【Elasticsearch源码】写入源码分析（二）

接上一篇：【Elasticsearch源码】写入源码分析（一）

如果需要自动创建索引，则需要遍历bulk的所有index，然后检查index是否需要自动创建，对于不存在的index，则会加入到自动创建的集合中，然后会调用createIndex方法创建index。index的创建由master来把控，master会根据分片分配和均衡的算法来决定在哪些data node上创建index对应的shard，然后将信息同步到data node上，由data node来执行具体的创建动作。

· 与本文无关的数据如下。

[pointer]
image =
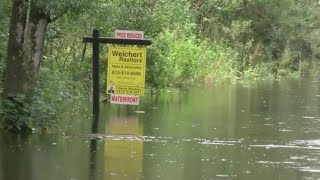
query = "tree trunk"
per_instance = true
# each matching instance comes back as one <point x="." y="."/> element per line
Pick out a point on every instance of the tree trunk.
<point x="14" y="70"/>
<point x="25" y="47"/>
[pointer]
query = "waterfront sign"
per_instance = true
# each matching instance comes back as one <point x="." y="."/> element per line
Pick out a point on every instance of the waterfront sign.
<point x="126" y="70"/>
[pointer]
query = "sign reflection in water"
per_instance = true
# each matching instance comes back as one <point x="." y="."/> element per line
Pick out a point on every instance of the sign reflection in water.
<point x="123" y="154"/>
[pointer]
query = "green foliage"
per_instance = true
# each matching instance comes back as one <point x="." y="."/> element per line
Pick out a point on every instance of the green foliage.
<point x="16" y="114"/>
<point x="180" y="61"/>
<point x="194" y="42"/>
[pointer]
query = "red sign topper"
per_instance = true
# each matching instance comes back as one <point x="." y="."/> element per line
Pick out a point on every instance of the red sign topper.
<point x="124" y="34"/>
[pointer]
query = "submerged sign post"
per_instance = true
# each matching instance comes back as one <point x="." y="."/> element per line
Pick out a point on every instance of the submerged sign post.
<point x="96" y="40"/>
<point x="126" y="70"/>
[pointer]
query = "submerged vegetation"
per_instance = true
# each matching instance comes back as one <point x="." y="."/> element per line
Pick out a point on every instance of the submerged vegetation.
<point x="194" y="42"/>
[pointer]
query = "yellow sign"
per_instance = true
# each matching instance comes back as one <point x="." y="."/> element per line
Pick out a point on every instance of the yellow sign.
<point x="126" y="70"/>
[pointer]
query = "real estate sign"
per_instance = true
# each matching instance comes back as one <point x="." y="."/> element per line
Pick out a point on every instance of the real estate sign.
<point x="126" y="70"/>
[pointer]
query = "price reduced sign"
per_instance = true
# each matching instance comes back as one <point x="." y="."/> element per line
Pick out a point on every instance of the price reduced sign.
<point x="126" y="70"/>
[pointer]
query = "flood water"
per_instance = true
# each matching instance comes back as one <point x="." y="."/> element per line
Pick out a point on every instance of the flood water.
<point x="266" y="130"/>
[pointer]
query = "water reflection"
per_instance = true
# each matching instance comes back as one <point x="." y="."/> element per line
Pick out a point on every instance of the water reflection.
<point x="123" y="157"/>
<point x="263" y="130"/>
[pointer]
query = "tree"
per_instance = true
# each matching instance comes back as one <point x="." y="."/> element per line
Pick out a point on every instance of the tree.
<point x="28" y="26"/>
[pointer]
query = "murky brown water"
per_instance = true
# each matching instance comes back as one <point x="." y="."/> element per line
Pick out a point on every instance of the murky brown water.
<point x="263" y="130"/>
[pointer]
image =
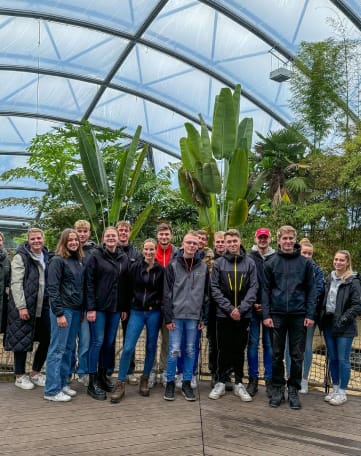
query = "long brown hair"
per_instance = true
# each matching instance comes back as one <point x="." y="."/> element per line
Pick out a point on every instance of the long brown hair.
<point x="62" y="249"/>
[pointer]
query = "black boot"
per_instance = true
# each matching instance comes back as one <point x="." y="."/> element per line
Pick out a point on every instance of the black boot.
<point x="276" y="398"/>
<point x="252" y="386"/>
<point x="104" y="382"/>
<point x="94" y="390"/>
<point x="269" y="388"/>
<point x="293" y="398"/>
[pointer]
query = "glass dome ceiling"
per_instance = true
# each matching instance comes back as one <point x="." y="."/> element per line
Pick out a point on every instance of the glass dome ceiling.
<point x="149" y="62"/>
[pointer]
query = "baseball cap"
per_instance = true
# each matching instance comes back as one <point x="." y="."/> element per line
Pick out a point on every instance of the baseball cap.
<point x="263" y="232"/>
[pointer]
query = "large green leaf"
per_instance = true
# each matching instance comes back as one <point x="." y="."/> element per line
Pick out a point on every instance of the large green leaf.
<point x="118" y="196"/>
<point x="92" y="162"/>
<point x="211" y="179"/>
<point x="206" y="149"/>
<point x="245" y="132"/>
<point x="237" y="181"/>
<point x="194" y="140"/>
<point x="142" y="218"/>
<point x="224" y="130"/>
<point x="239" y="213"/>
<point x="82" y="196"/>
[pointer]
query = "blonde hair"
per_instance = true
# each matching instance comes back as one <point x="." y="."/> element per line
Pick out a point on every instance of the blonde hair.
<point x="285" y="229"/>
<point x="349" y="272"/>
<point x="62" y="249"/>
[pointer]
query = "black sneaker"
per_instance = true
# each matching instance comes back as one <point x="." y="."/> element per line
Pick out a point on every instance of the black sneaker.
<point x="293" y="398"/>
<point x="169" y="391"/>
<point x="187" y="391"/>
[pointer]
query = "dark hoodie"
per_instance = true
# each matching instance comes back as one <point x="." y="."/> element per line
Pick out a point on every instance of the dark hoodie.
<point x="289" y="285"/>
<point x="234" y="284"/>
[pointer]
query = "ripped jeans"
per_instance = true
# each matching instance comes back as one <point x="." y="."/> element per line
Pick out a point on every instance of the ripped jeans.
<point x="187" y="329"/>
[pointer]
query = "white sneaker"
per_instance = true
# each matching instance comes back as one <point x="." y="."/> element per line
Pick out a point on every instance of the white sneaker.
<point x="178" y="381"/>
<point x="218" y="391"/>
<point x="330" y="395"/>
<point x="240" y="390"/>
<point x="70" y="392"/>
<point x="60" y="397"/>
<point x="132" y="379"/>
<point x="38" y="379"/>
<point x="338" y="399"/>
<point x="24" y="382"/>
<point x="84" y="379"/>
<point x="304" y="386"/>
<point x="152" y="380"/>
<point x="194" y="383"/>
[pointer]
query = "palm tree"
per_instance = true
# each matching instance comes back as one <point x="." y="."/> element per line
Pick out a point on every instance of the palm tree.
<point x="279" y="163"/>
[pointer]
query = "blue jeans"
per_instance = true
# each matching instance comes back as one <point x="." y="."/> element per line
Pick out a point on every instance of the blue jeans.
<point x="137" y="320"/>
<point x="62" y="343"/>
<point x="252" y="350"/>
<point x="339" y="352"/>
<point x="102" y="335"/>
<point x="183" y="328"/>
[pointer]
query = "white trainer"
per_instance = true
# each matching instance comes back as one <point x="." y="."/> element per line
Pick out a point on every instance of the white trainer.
<point x="60" y="397"/>
<point x="69" y="391"/>
<point x="304" y="386"/>
<point x="338" y="399"/>
<point x="240" y="390"/>
<point x="24" y="382"/>
<point x="218" y="391"/>
<point x="178" y="381"/>
<point x="38" y="379"/>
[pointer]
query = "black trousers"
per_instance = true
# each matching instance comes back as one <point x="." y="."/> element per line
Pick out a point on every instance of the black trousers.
<point x="232" y="338"/>
<point x="293" y="325"/>
<point x="41" y="335"/>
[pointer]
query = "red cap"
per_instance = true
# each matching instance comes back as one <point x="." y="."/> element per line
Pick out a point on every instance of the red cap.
<point x="263" y="232"/>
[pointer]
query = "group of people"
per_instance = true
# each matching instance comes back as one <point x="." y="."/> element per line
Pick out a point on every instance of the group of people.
<point x="77" y="297"/>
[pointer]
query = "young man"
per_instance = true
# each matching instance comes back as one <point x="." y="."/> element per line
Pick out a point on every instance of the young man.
<point x="28" y="318"/>
<point x="82" y="227"/>
<point x="261" y="252"/>
<point x="234" y="289"/>
<point x="288" y="307"/>
<point x="165" y="253"/>
<point x="185" y="310"/>
<point x="124" y="231"/>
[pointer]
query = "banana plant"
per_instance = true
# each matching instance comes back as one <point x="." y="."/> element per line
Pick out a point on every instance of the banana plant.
<point x="104" y="200"/>
<point x="214" y="171"/>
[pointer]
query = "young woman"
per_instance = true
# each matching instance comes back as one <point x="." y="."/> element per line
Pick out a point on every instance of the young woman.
<point x="341" y="306"/>
<point x="65" y="285"/>
<point x="307" y="251"/>
<point x="146" y="278"/>
<point x="107" y="301"/>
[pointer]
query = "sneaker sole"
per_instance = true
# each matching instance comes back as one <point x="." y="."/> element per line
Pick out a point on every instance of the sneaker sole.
<point x="190" y="399"/>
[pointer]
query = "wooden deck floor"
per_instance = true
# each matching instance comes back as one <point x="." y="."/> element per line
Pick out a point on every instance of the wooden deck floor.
<point x="151" y="426"/>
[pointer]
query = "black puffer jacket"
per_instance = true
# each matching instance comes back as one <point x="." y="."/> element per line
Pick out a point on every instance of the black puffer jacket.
<point x="348" y="307"/>
<point x="289" y="285"/>
<point x="234" y="284"/>
<point x="65" y="283"/>
<point x="20" y="333"/>
<point x="147" y="286"/>
<point x="107" y="281"/>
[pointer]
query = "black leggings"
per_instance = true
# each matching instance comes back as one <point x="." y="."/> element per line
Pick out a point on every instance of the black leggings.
<point x="41" y="334"/>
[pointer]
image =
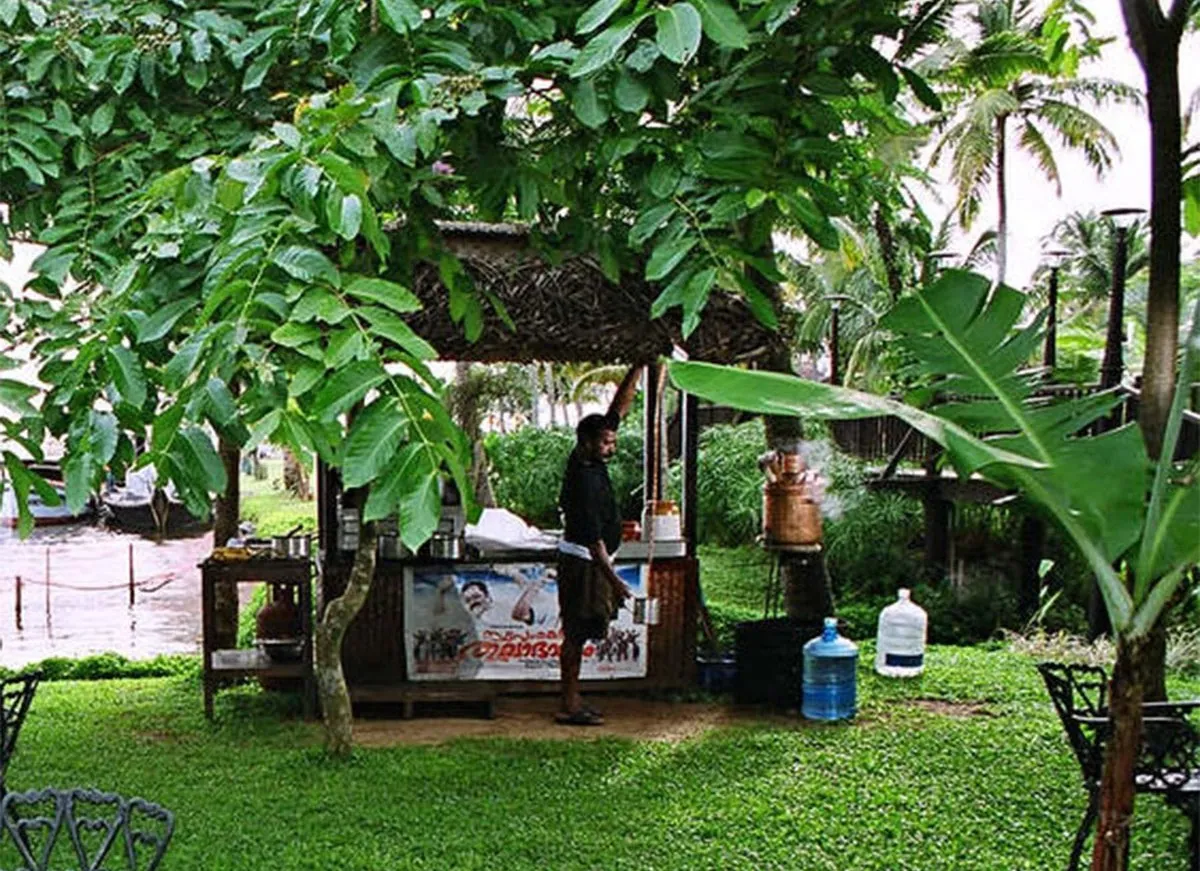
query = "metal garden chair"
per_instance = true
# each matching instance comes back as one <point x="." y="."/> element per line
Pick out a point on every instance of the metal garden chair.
<point x="82" y="830"/>
<point x="16" y="694"/>
<point x="1169" y="762"/>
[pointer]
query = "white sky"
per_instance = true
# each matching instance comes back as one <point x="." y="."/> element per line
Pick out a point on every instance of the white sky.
<point x="1032" y="205"/>
<point x="1033" y="209"/>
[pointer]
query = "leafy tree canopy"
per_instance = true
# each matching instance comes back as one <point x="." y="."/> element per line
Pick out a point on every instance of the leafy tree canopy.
<point x="233" y="198"/>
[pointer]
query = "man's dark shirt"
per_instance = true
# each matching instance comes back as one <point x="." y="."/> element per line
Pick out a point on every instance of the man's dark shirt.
<point x="589" y="508"/>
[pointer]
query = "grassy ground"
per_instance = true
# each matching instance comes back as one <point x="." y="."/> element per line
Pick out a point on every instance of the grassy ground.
<point x="270" y="508"/>
<point x="907" y="786"/>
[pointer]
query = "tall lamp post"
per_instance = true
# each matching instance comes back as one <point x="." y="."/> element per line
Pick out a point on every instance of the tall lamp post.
<point x="1055" y="258"/>
<point x="1113" y="367"/>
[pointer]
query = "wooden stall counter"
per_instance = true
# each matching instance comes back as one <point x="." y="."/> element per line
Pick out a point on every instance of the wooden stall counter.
<point x="220" y="665"/>
<point x="473" y="629"/>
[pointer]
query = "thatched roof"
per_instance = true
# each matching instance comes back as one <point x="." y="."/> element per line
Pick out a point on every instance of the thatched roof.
<point x="569" y="312"/>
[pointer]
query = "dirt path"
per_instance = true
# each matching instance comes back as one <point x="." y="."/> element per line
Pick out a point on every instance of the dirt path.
<point x="534" y="718"/>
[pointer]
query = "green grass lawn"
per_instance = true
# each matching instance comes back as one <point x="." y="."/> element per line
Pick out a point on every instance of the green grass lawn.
<point x="273" y="509"/>
<point x="904" y="787"/>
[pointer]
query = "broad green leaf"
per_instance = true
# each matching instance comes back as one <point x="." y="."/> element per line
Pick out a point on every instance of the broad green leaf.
<point x="293" y="335"/>
<point x="343" y="346"/>
<point x="388" y="293"/>
<point x="347" y="176"/>
<point x="401" y="16"/>
<point x="600" y="50"/>
<point x="127" y="376"/>
<point x="306" y="264"/>
<point x="17" y="395"/>
<point x="166" y="426"/>
<point x="161" y="320"/>
<point x="352" y="216"/>
<point x="667" y="256"/>
<point x="721" y="23"/>
<point x="595" y="14"/>
<point x="346" y="388"/>
<point x="678" y="30"/>
<point x="629" y="94"/>
<point x="649" y="222"/>
<point x="420" y="502"/>
<point x="1174" y="512"/>
<point x="221" y="403"/>
<point x="388" y="326"/>
<point x="305" y="377"/>
<point x="586" y="104"/>
<point x="372" y="442"/>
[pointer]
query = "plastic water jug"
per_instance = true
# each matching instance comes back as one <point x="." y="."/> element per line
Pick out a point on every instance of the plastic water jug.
<point x="900" y="643"/>
<point x="829" y="686"/>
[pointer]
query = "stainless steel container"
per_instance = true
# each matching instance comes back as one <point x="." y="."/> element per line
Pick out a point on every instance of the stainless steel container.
<point x="443" y="546"/>
<point x="292" y="546"/>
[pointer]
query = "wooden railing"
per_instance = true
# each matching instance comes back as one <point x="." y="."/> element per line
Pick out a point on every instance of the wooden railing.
<point x="891" y="440"/>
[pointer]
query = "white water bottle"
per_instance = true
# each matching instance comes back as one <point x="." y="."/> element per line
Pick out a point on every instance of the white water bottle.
<point x="900" y="642"/>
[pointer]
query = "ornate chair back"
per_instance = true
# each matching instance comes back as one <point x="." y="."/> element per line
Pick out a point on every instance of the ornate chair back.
<point x="83" y="830"/>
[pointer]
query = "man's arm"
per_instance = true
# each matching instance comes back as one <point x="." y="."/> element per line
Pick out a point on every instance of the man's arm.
<point x="624" y="397"/>
<point x="601" y="558"/>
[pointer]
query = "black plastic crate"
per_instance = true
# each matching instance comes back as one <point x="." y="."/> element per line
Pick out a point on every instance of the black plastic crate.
<point x="771" y="660"/>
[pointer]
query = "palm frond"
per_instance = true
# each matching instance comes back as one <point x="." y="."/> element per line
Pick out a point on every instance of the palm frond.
<point x="928" y="26"/>
<point x="1079" y="130"/>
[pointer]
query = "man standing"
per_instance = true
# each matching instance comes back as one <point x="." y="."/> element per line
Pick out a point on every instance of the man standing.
<point x="588" y="588"/>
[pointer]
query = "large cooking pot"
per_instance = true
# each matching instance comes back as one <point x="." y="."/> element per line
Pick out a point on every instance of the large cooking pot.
<point x="291" y="545"/>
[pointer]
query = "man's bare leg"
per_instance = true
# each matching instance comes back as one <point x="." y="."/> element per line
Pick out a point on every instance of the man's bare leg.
<point x="570" y="658"/>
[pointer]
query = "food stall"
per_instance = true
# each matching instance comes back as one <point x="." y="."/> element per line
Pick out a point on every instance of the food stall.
<point x="475" y="614"/>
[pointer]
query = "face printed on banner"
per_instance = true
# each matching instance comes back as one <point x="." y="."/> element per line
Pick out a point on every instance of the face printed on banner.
<point x="475" y="598"/>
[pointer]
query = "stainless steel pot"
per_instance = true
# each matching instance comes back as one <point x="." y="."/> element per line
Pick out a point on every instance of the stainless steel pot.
<point x="292" y="546"/>
<point x="445" y="546"/>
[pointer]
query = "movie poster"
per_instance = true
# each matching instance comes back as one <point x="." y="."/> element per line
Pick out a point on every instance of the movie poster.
<point x="499" y="622"/>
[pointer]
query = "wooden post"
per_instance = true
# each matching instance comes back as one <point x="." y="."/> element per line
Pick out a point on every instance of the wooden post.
<point x="649" y="454"/>
<point x="690" y="470"/>
<point x="1032" y="538"/>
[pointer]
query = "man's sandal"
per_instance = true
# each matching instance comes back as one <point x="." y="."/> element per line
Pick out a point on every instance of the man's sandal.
<point x="579" y="718"/>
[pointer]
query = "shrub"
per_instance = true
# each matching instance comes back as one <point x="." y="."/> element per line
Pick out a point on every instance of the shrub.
<point x="527" y="470"/>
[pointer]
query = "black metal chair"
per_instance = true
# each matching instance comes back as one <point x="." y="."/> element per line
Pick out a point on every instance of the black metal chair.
<point x="1169" y="761"/>
<point x="16" y="694"/>
<point x="96" y="830"/>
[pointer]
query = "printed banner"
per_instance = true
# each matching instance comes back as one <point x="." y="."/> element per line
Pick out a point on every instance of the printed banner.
<point x="499" y="622"/>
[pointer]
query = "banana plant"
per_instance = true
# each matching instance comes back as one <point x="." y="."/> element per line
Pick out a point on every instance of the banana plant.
<point x="1120" y="509"/>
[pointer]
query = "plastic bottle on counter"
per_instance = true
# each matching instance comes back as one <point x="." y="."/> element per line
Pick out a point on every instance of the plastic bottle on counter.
<point x="900" y="642"/>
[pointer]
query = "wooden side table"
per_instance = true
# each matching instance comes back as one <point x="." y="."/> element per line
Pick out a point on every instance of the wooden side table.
<point x="220" y="664"/>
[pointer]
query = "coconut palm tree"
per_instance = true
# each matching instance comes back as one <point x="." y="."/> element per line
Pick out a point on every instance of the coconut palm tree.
<point x="1018" y="76"/>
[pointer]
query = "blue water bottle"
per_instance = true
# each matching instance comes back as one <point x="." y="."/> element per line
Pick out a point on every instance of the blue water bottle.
<point x="831" y="689"/>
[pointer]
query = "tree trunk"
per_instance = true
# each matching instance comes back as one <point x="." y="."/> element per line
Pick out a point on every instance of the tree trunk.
<point x="1002" y="198"/>
<point x="534" y="371"/>
<point x="1163" y="298"/>
<point x="226" y="509"/>
<point x="1111" y="848"/>
<point x="335" y="697"/>
<point x="888" y="253"/>
<point x="1155" y="38"/>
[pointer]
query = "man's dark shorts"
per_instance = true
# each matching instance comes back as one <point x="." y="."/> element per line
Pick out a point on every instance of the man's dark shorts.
<point x="577" y="593"/>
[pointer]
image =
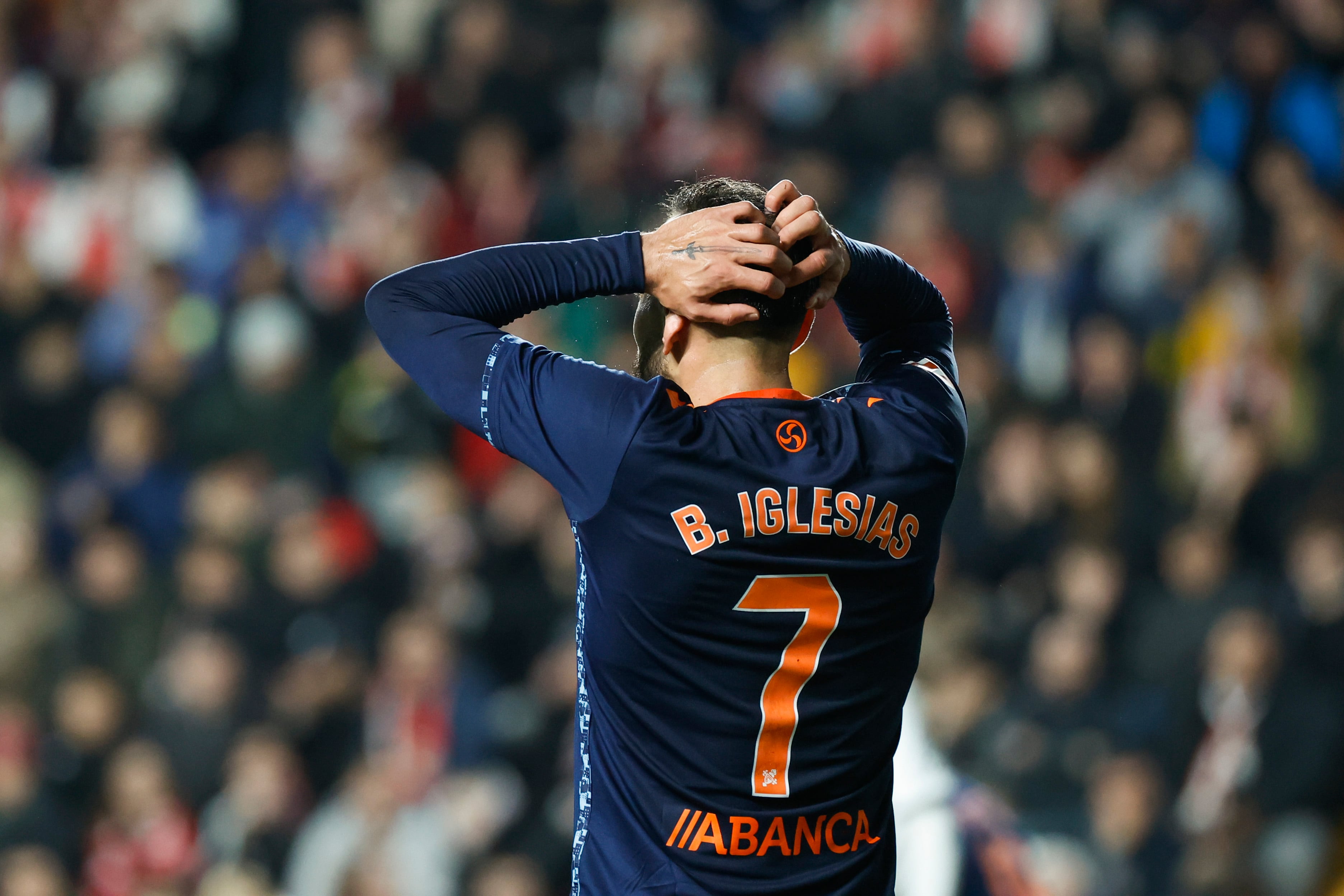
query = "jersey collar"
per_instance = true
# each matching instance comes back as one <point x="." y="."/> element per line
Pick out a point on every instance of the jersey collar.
<point x="793" y="396"/>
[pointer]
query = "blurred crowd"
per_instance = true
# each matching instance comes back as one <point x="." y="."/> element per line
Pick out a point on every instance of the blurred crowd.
<point x="271" y="624"/>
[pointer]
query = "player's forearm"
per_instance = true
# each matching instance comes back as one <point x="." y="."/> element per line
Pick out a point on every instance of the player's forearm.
<point x="440" y="322"/>
<point x="882" y="293"/>
<point x="506" y="283"/>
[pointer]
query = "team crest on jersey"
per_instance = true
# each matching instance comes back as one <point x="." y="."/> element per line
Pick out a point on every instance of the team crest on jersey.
<point x="791" y="436"/>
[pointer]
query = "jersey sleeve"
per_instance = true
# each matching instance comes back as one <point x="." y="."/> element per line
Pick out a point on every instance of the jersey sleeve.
<point x="904" y="330"/>
<point x="568" y="420"/>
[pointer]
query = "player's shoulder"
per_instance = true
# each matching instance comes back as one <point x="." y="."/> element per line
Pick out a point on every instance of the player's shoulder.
<point x="919" y="391"/>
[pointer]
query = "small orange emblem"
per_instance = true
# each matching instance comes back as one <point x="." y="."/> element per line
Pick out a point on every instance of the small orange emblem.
<point x="791" y="436"/>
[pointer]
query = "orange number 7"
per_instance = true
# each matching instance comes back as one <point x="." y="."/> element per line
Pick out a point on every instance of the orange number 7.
<point x="816" y="598"/>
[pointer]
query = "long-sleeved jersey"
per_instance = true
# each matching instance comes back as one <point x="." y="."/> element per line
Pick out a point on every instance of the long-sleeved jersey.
<point x="753" y="574"/>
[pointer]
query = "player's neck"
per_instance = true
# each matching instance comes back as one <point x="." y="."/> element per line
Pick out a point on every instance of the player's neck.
<point x="709" y="379"/>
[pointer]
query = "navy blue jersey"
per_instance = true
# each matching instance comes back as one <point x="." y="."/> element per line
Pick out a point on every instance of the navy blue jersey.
<point x="753" y="575"/>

  // Step 1: 对bulkRequest进行过滤，获取所有的索引名。主要为opType和versionType，其中opType为索引操作类型，支持INDEX、CREATE,UPDATE,DELETE四种。DELETE请求如果索引不存在，不应该创建索引，除非external versioning正在使用。
            final Set<String> indices = bulkRequest.requests.stream()
                .filter(request -> request.opType() != DocWriteRequest.OpType.DELETE
                    || request.versionType() == VersionType.EXTERNAL
                    || request.versionType() == VersionType.EXTERNAL_GTE)
                .map(DocWriteRequest::index)
                .collect(Collectors.toSet());
// Step 2: 对各个索引进行检查，indicesThatCannotBeCreated用来存储无法创建索引的信息Map，autoCreateIndices用来存储可以自动创建索引的Set。
//索引是否可以正常自动创建，主要检查：1.是否存在该索引或别名（存在则无法创建）；2.该索引是否被允许自动创建（二次检查，为了防止check信息丢失）；3.动态mapping是否被禁用（如果被禁用，则无法创建）；4.创建索引的匹配规则是否存在并可以正常匹配（如果表达式非空，且该索引无法匹配上，则无法创建）。
            final Map<String, IndexNotFoundException> indicesThatCannotBeCreated = new HashMap<>();
            Set<String> autoCreateIndices = new HashSet<>();
            ClusterState state = clusterService.state();
            for (String index : indices) {
                boolean shouldAutoCreate;
                try {
                    shouldAutoCreate = shouldAutoCreate(index, state);
                } catch (.....) { .....}
                if (shouldAutoCreate) {
                    autoCreateIndices.add(index);
                }
            }
// Step 3: 如果没有索引需要创建，直接executeBulk到下一步；如果存在需要创建的索引，则逐个创建索引，并监听结果，成功计数器减1.失败的话，将bulkRequest中对应的request的value值设置为null，计数器减1，当所有索引执行"创建索引"操作结束后，即计数器为0时，进入executeBulk。
            if (autoCreateIndices.isEmpty()) {
                executeBulk(task, bulkRequest, startTime, listener, responses, indicesThatCannotBeCreated);
            } else {
                final AtomicInteger counter = new AtomicInteger(autoCreateIndices.size());
                for (String index : autoCreateIndices) {
                    createIndex(index, bulkRequest.timeout(), new ActionListener<CreateIndexResponse>() {
                        @Override
                        public void onResponse(CreateIndexResponse result) {
                            if (counter.decrementAndGet() == 0) {
                                executeBulk(task, bulkRequest, startTime, listener, responses, indicesThatCannotBeCreated);
                            }
                        }
                        @Override
                        public void onFailure(Exception e) {
						..........
                    });
                }

3.2.3 协调节点处理并转发请求

创建完index之后，index的各shard已在数据节点上建立完成，接着协调节点将会转发写入请求到文档对应的primary shard。进入到BulkOperation#doRun中。
首先会检查集群无BlockException后（存在BlockedException会不断重试，直至超时），然后遍历BulkRequest的所有子请求，然后根据请求的操作类型生成相应的逻辑，对于写入请求，会首先根据IndexMetaData信息，resolveRouting方法为每条IndexRequest生成路由信息，并通过process方法按需生成doc id（不指定的话默认是UUID）。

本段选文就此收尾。